Announced Tuesday, the partnership enables Chase credit card holders to fund Coinbase accounts directly starting this fall. By 2026, users will also be able to link Chase bank accounts to Coinbase and redeem Chase Ultimate Rewards for USDC, Coinbase’s preferred stablecoin, issued on the Base Layer 2 blockchain.
“This is just the beginning,” Coinbase said, touting the deal as a step toward mainstream crypto access.
The partnership deepens JPMorgan’s foray into blockchain infrastructure. The bank recently launched JPMD, a tokenized deposit fully backed by US dollars, also on Base. JPMD, which debuted July 18, aims to bring secure, compliant settlement to public blockchains.
JPMorgan is also expanding crypto services for high-net-worth clients, exploring Bitcoin and Ethereum-backed loans and accepting crypto ETFs, including BlackRock’s iShares Bitcoin Trust, as collateral.

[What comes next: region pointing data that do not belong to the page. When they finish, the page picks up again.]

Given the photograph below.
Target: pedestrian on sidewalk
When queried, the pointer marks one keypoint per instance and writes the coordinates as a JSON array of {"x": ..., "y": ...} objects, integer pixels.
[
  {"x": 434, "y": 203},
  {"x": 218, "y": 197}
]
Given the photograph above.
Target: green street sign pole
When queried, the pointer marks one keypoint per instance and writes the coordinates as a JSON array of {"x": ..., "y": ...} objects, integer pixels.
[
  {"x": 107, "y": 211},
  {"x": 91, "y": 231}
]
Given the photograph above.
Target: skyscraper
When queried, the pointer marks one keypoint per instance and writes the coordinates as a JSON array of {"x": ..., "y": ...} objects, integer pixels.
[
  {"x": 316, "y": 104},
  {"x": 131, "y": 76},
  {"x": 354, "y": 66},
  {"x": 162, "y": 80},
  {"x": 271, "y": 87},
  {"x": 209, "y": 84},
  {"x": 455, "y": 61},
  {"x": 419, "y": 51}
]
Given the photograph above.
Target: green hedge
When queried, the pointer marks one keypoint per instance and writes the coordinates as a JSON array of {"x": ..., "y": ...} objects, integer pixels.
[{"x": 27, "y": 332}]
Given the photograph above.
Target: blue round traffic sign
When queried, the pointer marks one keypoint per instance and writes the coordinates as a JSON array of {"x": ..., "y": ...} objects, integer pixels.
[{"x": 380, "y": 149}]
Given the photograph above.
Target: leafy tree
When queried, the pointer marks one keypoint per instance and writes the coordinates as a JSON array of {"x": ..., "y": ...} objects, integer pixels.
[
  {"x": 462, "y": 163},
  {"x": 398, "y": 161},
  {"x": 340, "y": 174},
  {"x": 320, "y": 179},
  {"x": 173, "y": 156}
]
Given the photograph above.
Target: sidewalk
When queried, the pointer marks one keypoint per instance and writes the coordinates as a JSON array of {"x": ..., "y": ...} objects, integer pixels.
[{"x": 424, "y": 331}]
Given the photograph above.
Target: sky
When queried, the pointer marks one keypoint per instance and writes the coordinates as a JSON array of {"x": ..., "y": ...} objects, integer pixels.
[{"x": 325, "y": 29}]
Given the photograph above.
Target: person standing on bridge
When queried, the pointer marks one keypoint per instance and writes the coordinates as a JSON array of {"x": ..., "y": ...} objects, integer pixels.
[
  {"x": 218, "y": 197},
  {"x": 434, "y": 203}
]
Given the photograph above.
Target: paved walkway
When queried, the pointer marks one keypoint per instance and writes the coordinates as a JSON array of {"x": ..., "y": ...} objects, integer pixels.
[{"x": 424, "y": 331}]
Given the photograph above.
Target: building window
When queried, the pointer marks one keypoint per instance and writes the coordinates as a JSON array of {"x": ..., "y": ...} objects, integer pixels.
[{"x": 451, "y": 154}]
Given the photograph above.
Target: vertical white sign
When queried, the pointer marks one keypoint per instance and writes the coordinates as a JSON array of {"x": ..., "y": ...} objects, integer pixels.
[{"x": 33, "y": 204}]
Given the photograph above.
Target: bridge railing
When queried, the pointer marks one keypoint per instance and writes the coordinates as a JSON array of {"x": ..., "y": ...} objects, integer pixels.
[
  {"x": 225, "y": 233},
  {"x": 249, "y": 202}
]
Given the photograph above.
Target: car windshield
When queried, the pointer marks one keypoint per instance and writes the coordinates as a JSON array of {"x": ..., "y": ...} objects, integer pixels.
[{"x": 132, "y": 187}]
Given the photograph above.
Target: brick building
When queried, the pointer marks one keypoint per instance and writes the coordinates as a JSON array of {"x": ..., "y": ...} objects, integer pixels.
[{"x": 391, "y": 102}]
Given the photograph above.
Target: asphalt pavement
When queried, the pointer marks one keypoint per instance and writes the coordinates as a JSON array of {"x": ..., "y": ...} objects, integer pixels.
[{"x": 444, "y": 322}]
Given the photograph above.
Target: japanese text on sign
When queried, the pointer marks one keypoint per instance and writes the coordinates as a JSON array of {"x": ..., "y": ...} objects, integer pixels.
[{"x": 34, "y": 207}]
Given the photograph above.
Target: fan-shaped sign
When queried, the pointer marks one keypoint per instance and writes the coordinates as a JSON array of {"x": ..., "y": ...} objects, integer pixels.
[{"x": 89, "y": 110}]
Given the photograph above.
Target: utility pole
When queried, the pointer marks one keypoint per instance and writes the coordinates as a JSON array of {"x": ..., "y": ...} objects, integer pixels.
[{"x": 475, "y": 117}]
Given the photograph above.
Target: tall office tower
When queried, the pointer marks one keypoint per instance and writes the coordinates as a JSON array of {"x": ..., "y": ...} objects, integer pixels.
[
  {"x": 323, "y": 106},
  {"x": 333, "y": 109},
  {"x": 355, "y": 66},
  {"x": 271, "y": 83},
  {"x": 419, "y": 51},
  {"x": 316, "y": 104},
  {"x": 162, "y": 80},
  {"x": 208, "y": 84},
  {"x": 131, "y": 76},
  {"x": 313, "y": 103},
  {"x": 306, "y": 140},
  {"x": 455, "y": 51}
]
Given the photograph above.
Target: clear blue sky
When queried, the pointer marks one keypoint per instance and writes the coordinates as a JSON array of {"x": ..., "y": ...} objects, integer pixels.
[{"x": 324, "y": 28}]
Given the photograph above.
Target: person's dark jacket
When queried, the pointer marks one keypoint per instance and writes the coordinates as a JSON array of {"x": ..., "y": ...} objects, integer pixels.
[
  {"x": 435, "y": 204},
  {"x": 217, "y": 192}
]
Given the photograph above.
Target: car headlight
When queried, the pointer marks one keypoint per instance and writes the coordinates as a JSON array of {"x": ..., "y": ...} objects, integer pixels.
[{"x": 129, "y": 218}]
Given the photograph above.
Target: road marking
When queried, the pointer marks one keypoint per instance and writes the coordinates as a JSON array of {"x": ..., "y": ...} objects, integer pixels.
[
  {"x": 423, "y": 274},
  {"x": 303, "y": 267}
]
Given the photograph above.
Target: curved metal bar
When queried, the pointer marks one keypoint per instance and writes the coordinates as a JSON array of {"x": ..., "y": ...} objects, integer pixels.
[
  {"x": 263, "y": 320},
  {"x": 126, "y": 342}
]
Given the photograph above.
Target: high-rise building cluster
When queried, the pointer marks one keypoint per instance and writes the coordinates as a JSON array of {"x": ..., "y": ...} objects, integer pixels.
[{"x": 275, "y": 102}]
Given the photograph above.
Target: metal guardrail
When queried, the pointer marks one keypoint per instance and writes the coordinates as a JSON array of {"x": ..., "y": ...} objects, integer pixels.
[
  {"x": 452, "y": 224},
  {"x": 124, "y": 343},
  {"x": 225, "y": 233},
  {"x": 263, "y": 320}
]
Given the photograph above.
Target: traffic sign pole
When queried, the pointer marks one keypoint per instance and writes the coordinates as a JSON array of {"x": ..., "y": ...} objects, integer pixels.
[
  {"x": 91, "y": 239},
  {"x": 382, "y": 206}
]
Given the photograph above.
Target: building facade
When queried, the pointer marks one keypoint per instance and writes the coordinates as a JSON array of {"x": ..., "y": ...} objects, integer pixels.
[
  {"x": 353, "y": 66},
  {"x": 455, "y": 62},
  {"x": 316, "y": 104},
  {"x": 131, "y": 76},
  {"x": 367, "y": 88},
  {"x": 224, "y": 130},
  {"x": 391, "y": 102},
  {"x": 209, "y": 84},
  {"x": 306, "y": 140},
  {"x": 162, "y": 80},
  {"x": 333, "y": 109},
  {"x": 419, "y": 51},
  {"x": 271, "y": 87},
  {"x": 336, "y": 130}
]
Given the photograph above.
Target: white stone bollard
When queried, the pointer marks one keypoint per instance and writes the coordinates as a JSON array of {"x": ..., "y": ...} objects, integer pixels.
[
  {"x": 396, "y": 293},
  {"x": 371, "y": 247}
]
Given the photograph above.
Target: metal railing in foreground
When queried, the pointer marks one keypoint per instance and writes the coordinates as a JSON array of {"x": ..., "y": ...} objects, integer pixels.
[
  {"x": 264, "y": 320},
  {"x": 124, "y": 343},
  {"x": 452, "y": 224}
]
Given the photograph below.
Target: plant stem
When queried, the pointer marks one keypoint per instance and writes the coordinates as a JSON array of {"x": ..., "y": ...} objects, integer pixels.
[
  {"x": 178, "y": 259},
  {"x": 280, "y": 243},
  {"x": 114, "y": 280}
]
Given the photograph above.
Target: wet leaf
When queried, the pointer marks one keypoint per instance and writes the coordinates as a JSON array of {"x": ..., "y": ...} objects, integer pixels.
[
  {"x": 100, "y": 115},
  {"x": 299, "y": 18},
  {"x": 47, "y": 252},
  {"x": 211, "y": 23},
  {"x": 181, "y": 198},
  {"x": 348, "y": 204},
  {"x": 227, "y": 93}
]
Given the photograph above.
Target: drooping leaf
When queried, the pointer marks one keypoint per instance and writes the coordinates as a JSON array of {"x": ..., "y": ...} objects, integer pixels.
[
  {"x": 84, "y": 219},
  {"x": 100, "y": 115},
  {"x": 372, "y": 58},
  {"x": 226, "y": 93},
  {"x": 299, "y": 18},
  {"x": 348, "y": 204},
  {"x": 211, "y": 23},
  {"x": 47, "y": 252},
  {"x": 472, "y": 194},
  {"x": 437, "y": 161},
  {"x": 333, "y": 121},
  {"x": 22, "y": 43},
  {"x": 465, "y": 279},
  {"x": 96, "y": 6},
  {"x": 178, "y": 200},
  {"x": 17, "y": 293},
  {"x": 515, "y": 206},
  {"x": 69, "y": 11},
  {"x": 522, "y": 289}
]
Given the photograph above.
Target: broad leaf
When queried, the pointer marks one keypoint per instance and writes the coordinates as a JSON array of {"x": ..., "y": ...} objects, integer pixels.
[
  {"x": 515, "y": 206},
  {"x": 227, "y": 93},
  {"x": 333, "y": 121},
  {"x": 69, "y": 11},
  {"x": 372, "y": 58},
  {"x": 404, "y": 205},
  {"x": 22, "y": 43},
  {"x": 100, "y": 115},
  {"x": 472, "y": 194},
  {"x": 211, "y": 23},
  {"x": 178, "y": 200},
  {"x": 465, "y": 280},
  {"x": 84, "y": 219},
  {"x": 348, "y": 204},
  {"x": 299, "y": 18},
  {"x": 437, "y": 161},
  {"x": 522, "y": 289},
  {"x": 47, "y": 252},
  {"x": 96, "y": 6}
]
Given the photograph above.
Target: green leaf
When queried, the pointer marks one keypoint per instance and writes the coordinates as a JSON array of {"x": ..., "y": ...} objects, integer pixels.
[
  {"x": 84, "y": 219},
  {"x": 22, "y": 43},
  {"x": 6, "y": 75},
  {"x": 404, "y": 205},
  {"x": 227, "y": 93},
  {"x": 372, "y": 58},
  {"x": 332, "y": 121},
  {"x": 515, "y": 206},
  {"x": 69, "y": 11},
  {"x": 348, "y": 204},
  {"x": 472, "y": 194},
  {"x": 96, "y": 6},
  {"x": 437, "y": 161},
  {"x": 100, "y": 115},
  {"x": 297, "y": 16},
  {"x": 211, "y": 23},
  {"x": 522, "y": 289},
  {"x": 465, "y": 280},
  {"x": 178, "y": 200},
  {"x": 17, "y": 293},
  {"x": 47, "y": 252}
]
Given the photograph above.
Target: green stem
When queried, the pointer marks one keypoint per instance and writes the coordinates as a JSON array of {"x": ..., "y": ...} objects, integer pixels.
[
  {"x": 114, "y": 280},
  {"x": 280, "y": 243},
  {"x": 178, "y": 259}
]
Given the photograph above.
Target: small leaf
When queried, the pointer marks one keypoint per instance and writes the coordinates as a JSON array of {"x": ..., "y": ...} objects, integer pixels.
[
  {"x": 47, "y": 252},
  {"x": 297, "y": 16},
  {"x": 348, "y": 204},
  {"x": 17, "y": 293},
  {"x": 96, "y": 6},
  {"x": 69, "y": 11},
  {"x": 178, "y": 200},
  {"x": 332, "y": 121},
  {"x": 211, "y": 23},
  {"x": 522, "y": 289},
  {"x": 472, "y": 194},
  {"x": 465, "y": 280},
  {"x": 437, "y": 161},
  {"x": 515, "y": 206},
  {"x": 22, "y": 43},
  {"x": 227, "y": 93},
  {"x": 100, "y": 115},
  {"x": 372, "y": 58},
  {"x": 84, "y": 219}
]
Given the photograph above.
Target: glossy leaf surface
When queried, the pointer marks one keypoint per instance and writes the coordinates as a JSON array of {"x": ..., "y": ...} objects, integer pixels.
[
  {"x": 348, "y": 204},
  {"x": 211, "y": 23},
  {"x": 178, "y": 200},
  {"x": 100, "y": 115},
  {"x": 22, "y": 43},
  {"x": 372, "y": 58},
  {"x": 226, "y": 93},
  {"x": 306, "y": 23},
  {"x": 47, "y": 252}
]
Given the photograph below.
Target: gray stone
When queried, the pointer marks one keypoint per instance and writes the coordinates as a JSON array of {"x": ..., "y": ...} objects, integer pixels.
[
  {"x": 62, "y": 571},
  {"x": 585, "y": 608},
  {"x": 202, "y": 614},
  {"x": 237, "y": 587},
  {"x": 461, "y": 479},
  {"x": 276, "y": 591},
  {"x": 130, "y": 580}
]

CEO Jamie Dimon, once a crypto critic, recently acknowledged that stablecoins and deposit tokens are “real,” affirming the bank’s role in digital asset innovation.
The move follows regulatory shifts in Washington. US banking agencies, including the OCC, Federal Reserve and FDIC, have reversed prior warnings and now permit regulated banks to buy, sell, and custody crypto assets.
The change comes amid Trump-era deregulatory policies and Congressional approval of stablecoin legislation.
Coinbase CEO Brian Armstrong called the evolution inevitable.
“Crypto is eating financial services,” he said, noting the firm’s expansion into payments, staking, and custodial services for institutional giants like BlackRock, Stripe and PayPal.